Um pouco antes disso, quando do conhecido debate travado entre Muther e Windscheid em 1856, o mundo jurídico já havia admitido um novo significado para a ação, que apartada do direito material era concebida como um direito a ser oponível ao Estado, embora buscasse a condenação da outra parte, vinculada ao direito material em disputa, ou mesmo uma declaração ou constituição de uma relação jurídica.

Eis o marco teórico, a partir do qual a ação é reconhecida como direito. “Não era mais o direito subjetivo vestido para a guerra e nem mesmo um direito autônomo voltado à garantia dos direitos subjetivos violados, mas um direito de pedir ao Estado a instauração de um processo.” (COSTA; COSTA, p. 2).

A partir dessa percepção da ação como direito autônomo, floresceram duas correntes doutrinarias: a) a que defendia ser a ação um direito autônomo e concreto; b) a que sustentava ser a ação um direito autônomo e abstrato.

Para os concretistas, a ação seria um direito público subjetivo e autônomo, porém condicionado à existência do direito material afirmado pelo autor. “Ação seria, então, o direito à sentença favorável, isto é, o direito público voltado contra o Estado, de obter uma proteção púbica para o direito subjetivo material.” (THEODORO JÚNIOR: 2004, p. 50).Foram defensores dessa posição concretista Wach, o próprio Bülow, Hellwig e Chiovenda.O grande defeito da teoria concretista era não saber explicar uma sentença de improcedência. Afinal, mesmo que o autor tenha seu pedido negado, não teria sido exercido o direito de ação?

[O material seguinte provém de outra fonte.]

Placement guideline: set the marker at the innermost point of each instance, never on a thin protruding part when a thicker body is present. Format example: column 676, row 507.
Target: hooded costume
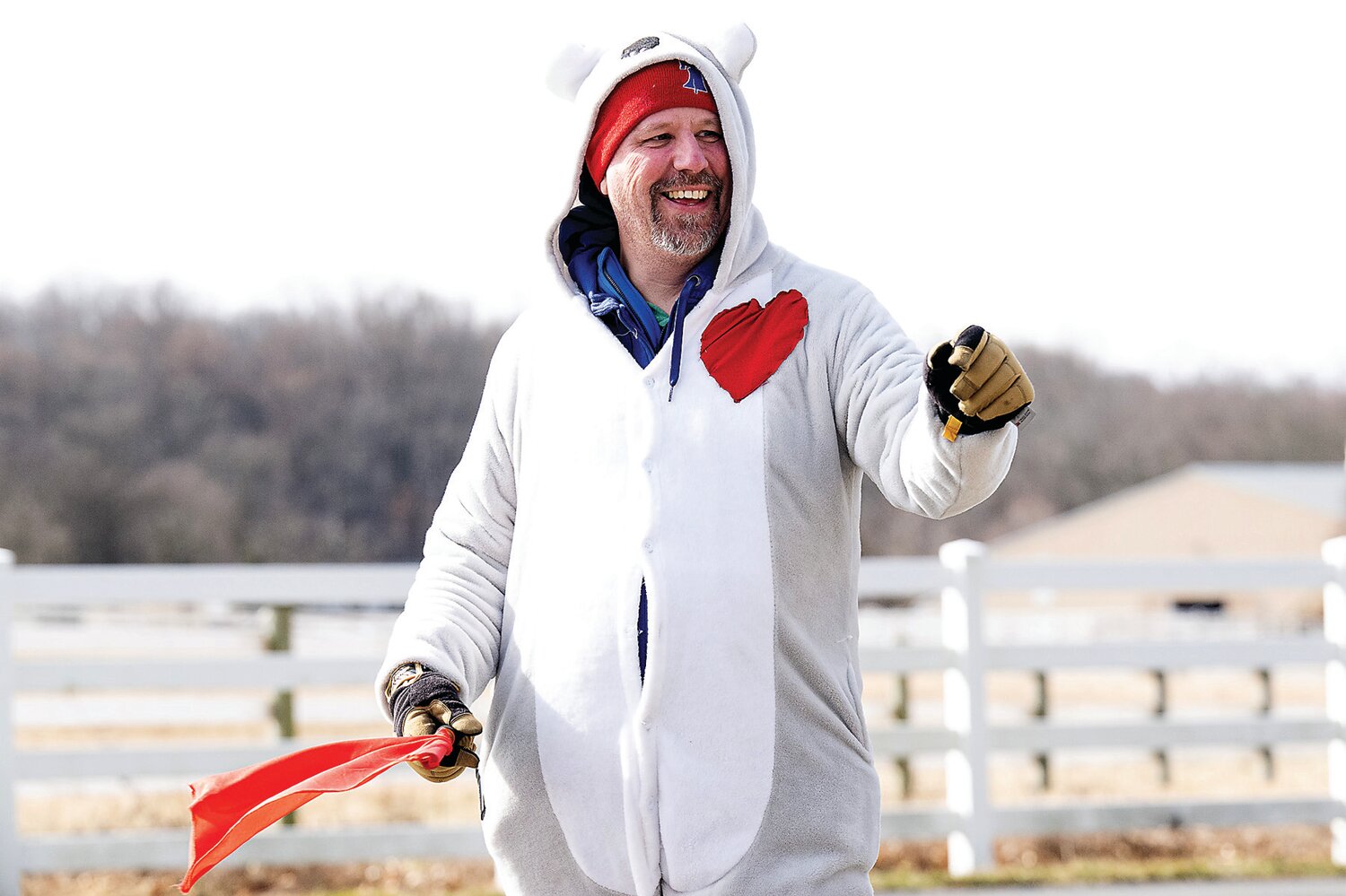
column 740, row 764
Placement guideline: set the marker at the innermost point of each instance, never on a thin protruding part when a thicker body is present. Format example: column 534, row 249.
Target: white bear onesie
column 742, row 764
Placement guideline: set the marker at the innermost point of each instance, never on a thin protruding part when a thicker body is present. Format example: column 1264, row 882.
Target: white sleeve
column 890, row 427
column 452, row 615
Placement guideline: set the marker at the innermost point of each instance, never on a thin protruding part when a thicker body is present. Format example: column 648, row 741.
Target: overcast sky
column 1157, row 183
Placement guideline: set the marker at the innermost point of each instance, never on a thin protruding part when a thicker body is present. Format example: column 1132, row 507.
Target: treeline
column 135, row 428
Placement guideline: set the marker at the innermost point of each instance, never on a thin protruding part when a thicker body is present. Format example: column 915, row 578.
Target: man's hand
column 422, row 702
column 977, row 382
column 458, row 718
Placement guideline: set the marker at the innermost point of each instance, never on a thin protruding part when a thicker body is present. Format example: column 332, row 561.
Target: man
column 651, row 541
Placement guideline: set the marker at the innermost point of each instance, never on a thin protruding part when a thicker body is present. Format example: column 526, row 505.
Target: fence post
column 1042, row 707
column 902, row 715
column 1334, row 629
column 1160, row 710
column 10, row 866
column 1264, row 710
column 966, row 709
column 283, row 702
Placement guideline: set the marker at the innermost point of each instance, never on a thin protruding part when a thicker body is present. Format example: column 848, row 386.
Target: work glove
column 977, row 384
column 423, row 701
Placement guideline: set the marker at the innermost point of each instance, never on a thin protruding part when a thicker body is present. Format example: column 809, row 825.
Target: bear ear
column 571, row 66
column 735, row 50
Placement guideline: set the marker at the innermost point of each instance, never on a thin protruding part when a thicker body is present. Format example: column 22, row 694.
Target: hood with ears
column 587, row 75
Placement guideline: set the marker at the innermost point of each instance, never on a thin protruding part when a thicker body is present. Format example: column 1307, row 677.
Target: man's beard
column 688, row 236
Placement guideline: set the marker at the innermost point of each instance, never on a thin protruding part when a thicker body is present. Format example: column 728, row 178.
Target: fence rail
column 961, row 575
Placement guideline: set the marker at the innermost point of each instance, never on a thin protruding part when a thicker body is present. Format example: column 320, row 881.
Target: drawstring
column 481, row 796
column 676, row 366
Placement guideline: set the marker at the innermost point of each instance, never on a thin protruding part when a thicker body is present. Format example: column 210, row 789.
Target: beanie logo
column 641, row 46
column 695, row 80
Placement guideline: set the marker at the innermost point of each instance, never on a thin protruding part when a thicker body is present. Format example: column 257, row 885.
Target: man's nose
column 689, row 155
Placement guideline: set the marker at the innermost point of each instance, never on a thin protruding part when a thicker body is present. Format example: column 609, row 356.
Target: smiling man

Paralelo à doutrina concretista, Degenkolb e Plósz desenvolveram uma teoria abstrata, segundo a qual o direito de ação independe da existência do direito material alegado pelo autor. Afinal, mesmo quando é proferida uma sentença de improcedência, houve manifestação estatal apta a por fim ao litígio, é dizer, existiu a prestação jurisdicional. “É, assim, suficiente, para o manejo do direito público de ação, que o autor invoque um interesse abstratamente protegido pela ordem jurídica.” (THEODORO JÚNIOR: 2004, p. 50).

O problema de se considerar a ação como direito autônomo e abstrato é conceber que toda e qualquer demanda seria apta a exigir uma apreciação judicial sobre o seu mérito, independente da existência de indícios mínimos de sua viabilidade. Assim, seria possível, em tese, exigir o pagamento de valor referente à venda de um terreno na Lua; ou o sujeitopedir a decretação do divórcio da vizinha que sofre agressões verbais proferidas pelo marido, sem que ela tenha manifestado interesse na dissolução da sociedade conjugal; entre outros. Ainda que tais pedidos viessem a ser negados ao final do processo, haveria a necessidade de seconduzir o feito ordinariamente até a prolação da sentença de mérito.

Em resposta a essa concepção absoluta sobre a abstração da ação, surge a teoria eclética, difundida no Brasil por Liebman, a partir da década de 40 do século passado. Era preciso estabelecer uma forma de seleção das causas que mereceriam ter o mérito apreciado pelo Judiciário. São as condições da ação (legitimidade das partes, interesse processual e possibilidade jurídica do pedido), em última análise, mecanismos de seletividade judicial.

Assim, o direito de propor a demanda seria ilimitado; mas o direito à uma sentença de mérito estaria condicionado.

A questão é que essa seletividade num primeiro momento foi realizada pela Lei. Contudo, sobressaem agora outras condicionantes ao direito de ação, criadas pela jurisprudência dos Tribunais.


2. Jurisdição – o “Poder”

Predomina o entendimento doutrinário de que a teoria geral o processo é composta por três institutos basilares: ação, jurisdição e processo.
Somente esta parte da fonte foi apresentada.